The association between Charcot neuroarthropathy (CN) and diabetes mellitus was first described by Jordan in 1936 (1). Since that time numerous treatment protocols have been proposed for this potentially devastating condition. Early diagnosis and swift care are the keys to reducing amputation risk in this patient population. Conservative management remains efficacious for certain clinical scenarios. Treatment of the patient should take into account the stage of CN, site(s) of involvement, presence or absence of ulceration, presence or absence of infection, overall medical status, and level of compliance. The most commonly used classification is the three-staged system described by Eichenholtz: Stage I is the developmental or acute phase, Stage II is the coalescent or quiescent phase, and Stage III is the consolidation or reconstruction and reconstitution phase (2).
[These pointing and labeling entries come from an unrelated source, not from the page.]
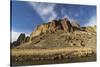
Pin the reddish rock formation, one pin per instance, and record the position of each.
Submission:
(63, 24)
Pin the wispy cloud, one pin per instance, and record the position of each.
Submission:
(91, 22)
(15, 35)
(45, 10)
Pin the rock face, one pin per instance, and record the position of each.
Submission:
(62, 24)
(58, 34)
(21, 39)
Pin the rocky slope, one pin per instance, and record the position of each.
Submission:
(58, 34)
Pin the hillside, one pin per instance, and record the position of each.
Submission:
(58, 34)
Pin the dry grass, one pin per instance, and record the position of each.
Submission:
(46, 52)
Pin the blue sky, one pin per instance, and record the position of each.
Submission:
(27, 15)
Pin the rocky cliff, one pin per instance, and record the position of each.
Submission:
(58, 34)
(61, 24)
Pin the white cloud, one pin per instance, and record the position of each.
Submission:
(15, 35)
(91, 22)
(45, 10)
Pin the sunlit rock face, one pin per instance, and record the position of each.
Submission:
(62, 24)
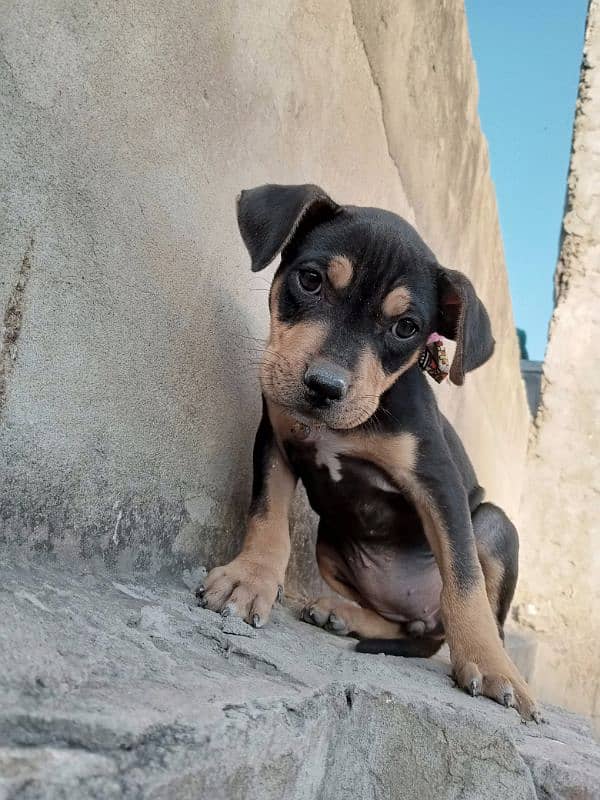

Involvement of the midfoot is most common in the diabetic population and this site tends to be more amenable to conservative options versus hindfoot or ankle CN. Generally, conservative care for the CN foot and ankle has been recommended for the following scenarios: joints in the acute phase, deformities that are clinically stable and that do not compromise the soft tissue envelope, stable deformities without soft tissue or bone infection, patients who do not have adequate arterial perfusion to support surgical reconstruction, and those patients who are extremely high risk for anesthesia and surgical intervention due to the presence of multiple severe comorbid conditions. The authors present an overview of evidence-based non-operative treatment for CN with an emphasis on the most recent developments in therapy.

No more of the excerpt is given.